Dans une tribune publiée le 10 avril 2026, les auteurs de l’enquête menée par Target – Évangeline Masukani, Daniel Musendela et Nathan Kivulani – estiment que la répartition actuelle des richesses minières en République démocratique du Congo constitue à la fois une force économique indéniable et un facteur de déséquilibre majeur.
L’enquête révèle qu’une vingtaine d’acteurs majeurs détiennent près de la moitié des carrés miniers du pays. Cette concentration, loin d’être anodine, implique que le contrôle des ressources naturelles se concentre entre les mains d’un nombre limité d’intervenants, ce qui façonne un modèle économique où le pouvoir est fortement centralisé.
L’auteur considère que cette configuration géographique restreinte – les blocs miniers étant concentrés dans quelques zones clés – accentue les inégalités entre les régions productrices et le reste du territoire. Ainsi, les provinces où se trouvent ces carrés miniers bénéficient d’investissements et d’infrastructures, tandis que d’autres régions restent largement marginalisées.
En se fondant sur les données de l’enquête, il apparaît que la richesse minière, bien que colossale, ne se traduit pas automatiquement en développement partagé. L’auteur souligne que la concentration des droits miniers entre peu d’acteurs crée un déséquilibre qui peut freiner la diversification économique et la création d’emplois au-delà du secteur extractif.

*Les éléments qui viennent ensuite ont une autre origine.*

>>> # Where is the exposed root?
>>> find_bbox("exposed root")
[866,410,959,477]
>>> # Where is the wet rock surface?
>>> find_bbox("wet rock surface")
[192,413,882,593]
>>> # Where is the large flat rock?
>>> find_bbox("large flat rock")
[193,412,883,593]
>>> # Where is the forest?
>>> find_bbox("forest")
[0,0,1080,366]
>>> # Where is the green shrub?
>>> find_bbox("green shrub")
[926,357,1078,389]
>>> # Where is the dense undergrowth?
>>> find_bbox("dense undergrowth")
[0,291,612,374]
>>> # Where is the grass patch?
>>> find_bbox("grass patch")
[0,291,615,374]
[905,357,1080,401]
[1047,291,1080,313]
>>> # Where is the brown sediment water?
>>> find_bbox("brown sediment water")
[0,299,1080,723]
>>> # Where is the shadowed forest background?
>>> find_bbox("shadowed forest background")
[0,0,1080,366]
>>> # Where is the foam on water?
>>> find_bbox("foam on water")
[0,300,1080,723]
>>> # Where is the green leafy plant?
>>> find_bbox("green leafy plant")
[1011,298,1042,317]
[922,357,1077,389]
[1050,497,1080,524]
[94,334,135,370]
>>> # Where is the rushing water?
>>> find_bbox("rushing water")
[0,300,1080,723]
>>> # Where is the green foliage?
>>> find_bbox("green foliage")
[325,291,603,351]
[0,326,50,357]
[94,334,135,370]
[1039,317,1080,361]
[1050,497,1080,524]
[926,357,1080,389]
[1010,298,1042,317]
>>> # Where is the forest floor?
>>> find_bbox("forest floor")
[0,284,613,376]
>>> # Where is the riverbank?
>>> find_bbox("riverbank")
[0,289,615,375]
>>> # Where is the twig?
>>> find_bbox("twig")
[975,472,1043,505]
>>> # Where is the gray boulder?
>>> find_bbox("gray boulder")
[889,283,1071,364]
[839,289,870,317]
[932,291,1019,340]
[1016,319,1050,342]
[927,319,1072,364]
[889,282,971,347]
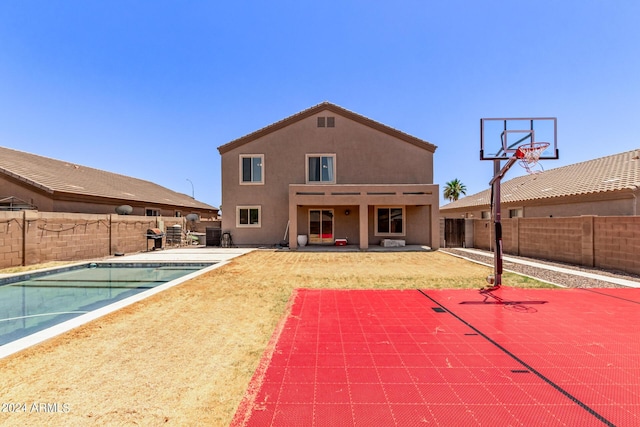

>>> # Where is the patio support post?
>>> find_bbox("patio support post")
[358,203,369,249]
[289,203,298,249]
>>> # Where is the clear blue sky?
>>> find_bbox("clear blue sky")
[0,0,640,211]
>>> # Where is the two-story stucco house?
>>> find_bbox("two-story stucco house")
[218,102,439,249]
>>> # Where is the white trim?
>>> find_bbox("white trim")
[236,205,262,228]
[238,154,264,185]
[373,205,407,237]
[304,153,338,184]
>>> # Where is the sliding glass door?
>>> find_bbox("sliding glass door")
[309,209,333,243]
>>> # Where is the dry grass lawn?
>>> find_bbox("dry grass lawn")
[0,251,547,426]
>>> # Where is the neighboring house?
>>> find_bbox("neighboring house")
[0,147,218,219]
[440,149,640,219]
[218,102,439,249]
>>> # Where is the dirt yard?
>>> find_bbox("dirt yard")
[0,251,546,426]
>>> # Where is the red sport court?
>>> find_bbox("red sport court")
[232,287,640,427]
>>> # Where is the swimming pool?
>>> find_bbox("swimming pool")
[0,262,215,357]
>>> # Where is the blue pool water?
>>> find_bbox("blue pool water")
[0,263,212,346]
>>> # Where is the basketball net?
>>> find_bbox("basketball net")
[516,142,549,174]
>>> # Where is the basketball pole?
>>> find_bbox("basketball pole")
[489,155,518,289]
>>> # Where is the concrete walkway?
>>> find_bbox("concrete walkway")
[444,248,640,288]
[106,246,255,262]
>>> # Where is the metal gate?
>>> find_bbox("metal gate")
[444,218,464,248]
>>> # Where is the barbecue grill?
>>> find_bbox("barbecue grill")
[146,228,164,251]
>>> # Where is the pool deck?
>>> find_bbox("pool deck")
[106,246,255,263]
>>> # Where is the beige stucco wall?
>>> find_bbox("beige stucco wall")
[222,111,433,245]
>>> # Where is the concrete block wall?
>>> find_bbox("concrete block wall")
[0,211,192,268]
[25,212,110,264]
[473,216,640,274]
[593,216,640,274]
[110,215,159,255]
[0,212,24,268]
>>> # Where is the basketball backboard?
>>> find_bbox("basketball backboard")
[480,117,558,160]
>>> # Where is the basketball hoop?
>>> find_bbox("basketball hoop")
[516,142,550,173]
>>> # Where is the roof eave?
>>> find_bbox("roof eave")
[218,102,438,154]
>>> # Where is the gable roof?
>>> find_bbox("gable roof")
[218,101,437,154]
[440,149,640,211]
[0,147,217,210]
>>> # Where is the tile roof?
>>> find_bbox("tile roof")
[440,149,640,211]
[0,147,217,209]
[218,101,437,154]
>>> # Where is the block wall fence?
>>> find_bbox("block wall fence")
[0,211,219,268]
[467,216,640,274]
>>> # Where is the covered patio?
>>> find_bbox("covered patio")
[289,184,439,250]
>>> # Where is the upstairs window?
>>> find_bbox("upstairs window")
[307,154,336,184]
[236,206,262,228]
[240,154,264,184]
[317,117,336,128]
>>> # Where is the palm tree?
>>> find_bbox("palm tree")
[444,178,467,202]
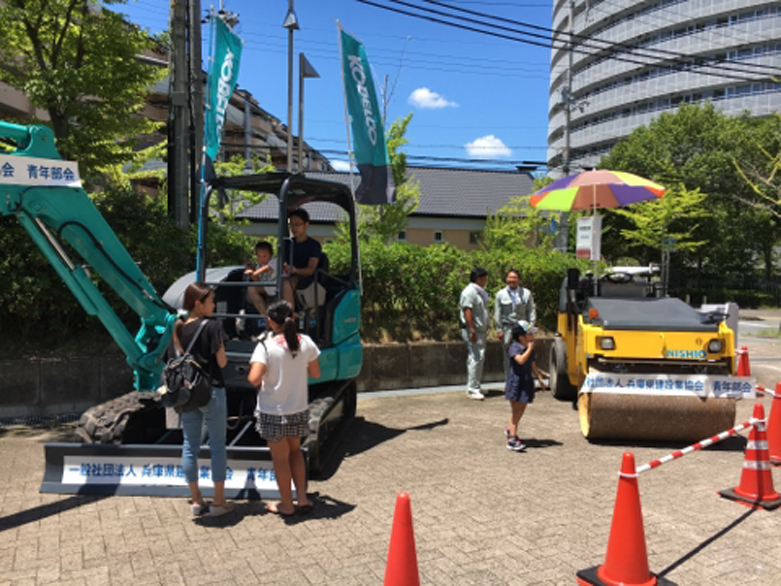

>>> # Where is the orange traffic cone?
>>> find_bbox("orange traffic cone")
[736,346,751,376]
[384,492,420,586]
[767,383,781,466]
[719,403,781,509]
[577,453,670,586]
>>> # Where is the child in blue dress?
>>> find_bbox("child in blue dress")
[504,321,545,452]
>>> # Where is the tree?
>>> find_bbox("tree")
[599,103,777,280]
[733,114,781,220]
[613,185,709,278]
[0,0,166,180]
[482,195,558,250]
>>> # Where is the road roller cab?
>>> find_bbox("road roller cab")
[550,269,754,441]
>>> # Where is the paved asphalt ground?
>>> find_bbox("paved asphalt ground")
[0,312,781,586]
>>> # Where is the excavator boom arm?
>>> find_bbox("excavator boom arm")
[0,122,176,390]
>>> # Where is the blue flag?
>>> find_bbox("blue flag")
[204,18,242,161]
[340,30,396,205]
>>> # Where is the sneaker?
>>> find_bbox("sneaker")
[507,437,526,452]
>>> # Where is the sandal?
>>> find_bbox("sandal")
[266,504,296,517]
[209,503,233,517]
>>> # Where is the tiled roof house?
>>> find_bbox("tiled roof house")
[242,166,533,250]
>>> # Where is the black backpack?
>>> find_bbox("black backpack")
[161,319,212,413]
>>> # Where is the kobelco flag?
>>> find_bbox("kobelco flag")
[340,30,396,205]
[204,18,241,161]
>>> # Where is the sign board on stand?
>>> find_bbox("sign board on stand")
[575,215,602,261]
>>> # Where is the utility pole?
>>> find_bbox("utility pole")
[168,2,190,228]
[556,0,575,252]
[189,0,203,223]
[282,0,300,173]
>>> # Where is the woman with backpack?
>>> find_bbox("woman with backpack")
[247,301,320,517]
[165,283,233,517]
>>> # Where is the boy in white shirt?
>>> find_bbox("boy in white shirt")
[244,240,277,316]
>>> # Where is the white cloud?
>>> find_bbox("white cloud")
[329,161,350,171]
[464,134,513,159]
[408,87,458,109]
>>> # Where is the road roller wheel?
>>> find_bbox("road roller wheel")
[578,393,593,439]
[578,393,735,443]
[549,338,578,401]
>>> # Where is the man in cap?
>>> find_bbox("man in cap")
[458,267,489,401]
[494,269,537,378]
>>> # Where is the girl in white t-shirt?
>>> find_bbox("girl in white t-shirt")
[247,301,320,516]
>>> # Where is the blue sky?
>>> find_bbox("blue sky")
[113,0,551,169]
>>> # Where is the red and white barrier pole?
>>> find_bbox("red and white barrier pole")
[636,418,764,474]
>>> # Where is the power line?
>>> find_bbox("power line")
[358,0,772,82]
[418,0,781,81]
[426,0,781,73]
[587,0,775,47]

Par ailleurs, les auteurs de l’enquête insistent sur le caractère stratégique de cette situation. Le contrôle d’une part si importante des carrés miniers confère à ces acteurs une influence considérable sur les politiques publiques, les décisions d’investissement et les flux de capitaux. L’auteur estime que cette influence, lorsqu’elle n’est pas encadrée par une gouvernance transparente, peut générer des dérives et des tensions au sein de la société congolaise.
Le constat présenté par Target met en lumière une réalité inquiétante : la richesse minière du pays, au lieu d’être un levier de croissance inclusive, se trouve aujourd’hui au cœur d’un système où le pouvoir économique est fortement concentré. L’auteur considère que cette dynamique nécessite une réflexion approfondie sur les mécanismes de répartition des bénéfices et sur les cadres réglementaires qui encadrent l’exploitation minière.
Dans le même temps, les auteurs ne se limitent pas à dénoncer la concentration. Ils appellent à une meilleure gouvernance des ressources, à une transparence accrue et à la mise en place de mécanismes de suivi qui permettent de vérifier que les retombées économiques profitent à l’ensemble de la population. L’auteur estime que ces mesures sont essentielles pour transformer la richesse minière en un véritable moteur de développement durable.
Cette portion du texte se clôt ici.